Lucky for the Forefathers, King George III could not prevent them from exercising their minds, and thinking differently than a majority of the colonists.
American Citizens today have accomplished what the federal government could have never accomplished on its own: they have made it a crime to think differently.
Problem on the Right
Last December, the outlandish cry to ban and restrict a group of people based on their beliefs stemmed from the tragedy that took place in San Bernardino. The far right has become adamant about suppressing an ideology that has existed since the middle of the sixth century. This has been done out of fear, but more importantly, opens the door for government restriction on your thoughts. To simply believe one thing is not, and should never, be a crime. “Freedom,” wrote George Orwell “is the freedom to say that two plus two make four. If that is granted, all else follows.”
Freedom, then, is the freedom to think whatever you want, despite what the populace thinks. It’s the actions that are taken based on those thoughts that are deserving of consequence.
Problem on the Left
The left is intent on people being tolerant and open minded, but only if you’re open to their mind and tolerant of what they say to tolerate. They are persistently vicious to those that oppose their view of social issues. The rules of logic are oft disregarded and instead replaced by emotionally charged rhetoric. People have received hate mail, been called names, and ostracized for having a dissenting view. What’s worse is that these attacks come from adults, not from hormonally charged teenagers (though they may act like it). The perfect culmination of this comes to the violence seen during the primary election season this year. Donald Trump supporters were met with violent protests simply because they had an opposing view of the left. To ask simple questions and want to find truth begs to be demonized, called a “Truther” or a “conspiracy theorist.”
Bigotry is real thing. Racism does exist. Accusing people that have an opposing view of having those traits is simply unacceptable, and it leads to a dark path.
It has been established that both sides of the political spectrum are in some way guilty of trying to suppress the action of thinking. The populace alone, however, is exponentially far less of a danger to another individual, save for acts of unsanctioned violence, such as lynching.
But what if this mission to prevent free-flowing thinking had seeped its way into the lawmakers of the United States? The cries of masses to pass laws and regulations to force people to accept what they (the masses) hold to be true bring about exactly what they want: unconstitutional laws. It doesn’t matter, then, what protected rights people have under the Constitution and the Bill of Rights, because if the populace demands an individual be thrown into prison for merely thinking a thought that disagrees with their beliefs, nobody will care if his rights are upheld.

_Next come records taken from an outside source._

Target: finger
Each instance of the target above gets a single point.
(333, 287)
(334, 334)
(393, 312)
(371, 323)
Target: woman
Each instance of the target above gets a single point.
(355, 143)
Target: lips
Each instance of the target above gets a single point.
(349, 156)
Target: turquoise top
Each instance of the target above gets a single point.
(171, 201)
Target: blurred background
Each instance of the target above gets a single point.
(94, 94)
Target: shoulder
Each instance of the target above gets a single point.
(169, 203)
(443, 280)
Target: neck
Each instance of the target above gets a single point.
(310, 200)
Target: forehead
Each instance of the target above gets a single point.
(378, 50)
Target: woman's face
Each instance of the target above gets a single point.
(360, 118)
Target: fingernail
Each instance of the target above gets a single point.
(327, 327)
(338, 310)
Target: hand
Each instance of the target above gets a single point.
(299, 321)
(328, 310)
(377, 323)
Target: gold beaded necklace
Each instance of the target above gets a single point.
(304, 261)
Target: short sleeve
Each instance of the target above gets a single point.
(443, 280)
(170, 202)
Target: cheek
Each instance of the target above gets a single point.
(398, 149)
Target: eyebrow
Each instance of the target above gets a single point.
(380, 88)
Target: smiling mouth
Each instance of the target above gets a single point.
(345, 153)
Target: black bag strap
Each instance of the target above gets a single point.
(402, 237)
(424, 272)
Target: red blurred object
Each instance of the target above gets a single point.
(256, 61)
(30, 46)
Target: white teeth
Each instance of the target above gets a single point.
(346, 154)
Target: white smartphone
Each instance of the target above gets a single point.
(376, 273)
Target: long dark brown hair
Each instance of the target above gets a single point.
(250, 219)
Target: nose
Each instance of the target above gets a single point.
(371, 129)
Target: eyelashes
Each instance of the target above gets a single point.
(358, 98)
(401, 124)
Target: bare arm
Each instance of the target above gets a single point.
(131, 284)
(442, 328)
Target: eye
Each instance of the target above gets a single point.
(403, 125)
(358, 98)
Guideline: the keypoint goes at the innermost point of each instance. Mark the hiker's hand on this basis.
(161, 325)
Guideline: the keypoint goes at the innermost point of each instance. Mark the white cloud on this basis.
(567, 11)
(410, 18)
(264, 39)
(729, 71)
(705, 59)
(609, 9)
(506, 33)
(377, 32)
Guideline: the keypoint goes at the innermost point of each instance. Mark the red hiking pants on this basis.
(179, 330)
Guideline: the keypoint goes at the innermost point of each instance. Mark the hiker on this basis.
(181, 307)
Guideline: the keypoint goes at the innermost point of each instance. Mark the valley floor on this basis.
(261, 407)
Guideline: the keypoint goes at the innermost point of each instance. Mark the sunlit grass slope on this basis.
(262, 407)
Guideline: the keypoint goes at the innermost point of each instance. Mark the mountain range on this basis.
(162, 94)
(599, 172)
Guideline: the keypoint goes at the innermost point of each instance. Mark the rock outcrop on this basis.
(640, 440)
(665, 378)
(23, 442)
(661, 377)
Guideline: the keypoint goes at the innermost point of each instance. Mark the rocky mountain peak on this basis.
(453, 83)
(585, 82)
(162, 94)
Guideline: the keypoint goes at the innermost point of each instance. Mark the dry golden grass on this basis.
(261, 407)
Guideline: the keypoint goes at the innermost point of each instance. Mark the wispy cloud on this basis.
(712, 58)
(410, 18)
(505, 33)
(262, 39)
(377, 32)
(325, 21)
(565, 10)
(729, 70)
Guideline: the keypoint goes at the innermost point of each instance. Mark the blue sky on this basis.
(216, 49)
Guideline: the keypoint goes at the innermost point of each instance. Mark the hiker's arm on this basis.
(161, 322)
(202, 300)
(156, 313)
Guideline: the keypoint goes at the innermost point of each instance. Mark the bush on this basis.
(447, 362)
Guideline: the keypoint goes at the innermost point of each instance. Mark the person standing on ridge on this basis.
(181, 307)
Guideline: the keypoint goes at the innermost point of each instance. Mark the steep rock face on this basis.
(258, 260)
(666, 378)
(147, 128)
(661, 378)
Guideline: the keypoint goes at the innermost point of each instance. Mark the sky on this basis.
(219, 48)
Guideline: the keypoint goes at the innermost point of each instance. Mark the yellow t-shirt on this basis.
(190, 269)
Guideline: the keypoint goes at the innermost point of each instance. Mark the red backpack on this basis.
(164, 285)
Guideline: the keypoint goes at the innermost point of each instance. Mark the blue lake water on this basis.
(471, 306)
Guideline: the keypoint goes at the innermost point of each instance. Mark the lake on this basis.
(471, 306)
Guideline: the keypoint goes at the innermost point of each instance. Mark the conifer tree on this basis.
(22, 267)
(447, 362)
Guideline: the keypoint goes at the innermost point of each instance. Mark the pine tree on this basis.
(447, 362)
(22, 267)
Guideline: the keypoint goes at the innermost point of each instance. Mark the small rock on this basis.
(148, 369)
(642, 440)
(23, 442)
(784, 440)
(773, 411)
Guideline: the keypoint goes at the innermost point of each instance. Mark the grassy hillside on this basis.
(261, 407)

Consider the implications of this, combined with the well-known fact that the government heavily influences main stream media. This is a fact that cannot be disputed. The government could name someone, anyone, a domestic terrorist based on their thoughts, perpetuate false claims (claims they would sell as facts), and the masses would beg for them to be locked away. What if, though, that the crimes that these individuals had committed was merely that of disagreeing with the government?
If people that spoke out against the things that their government was doing in their name only to be silenced by the precedent set by the demands of the masses, the government would be free to do whatever it wanted, regardless of the law. The Bill of Rights is not just a several rights thrown together. They are all dependent on one another; if you remove one of them, the others will crumble.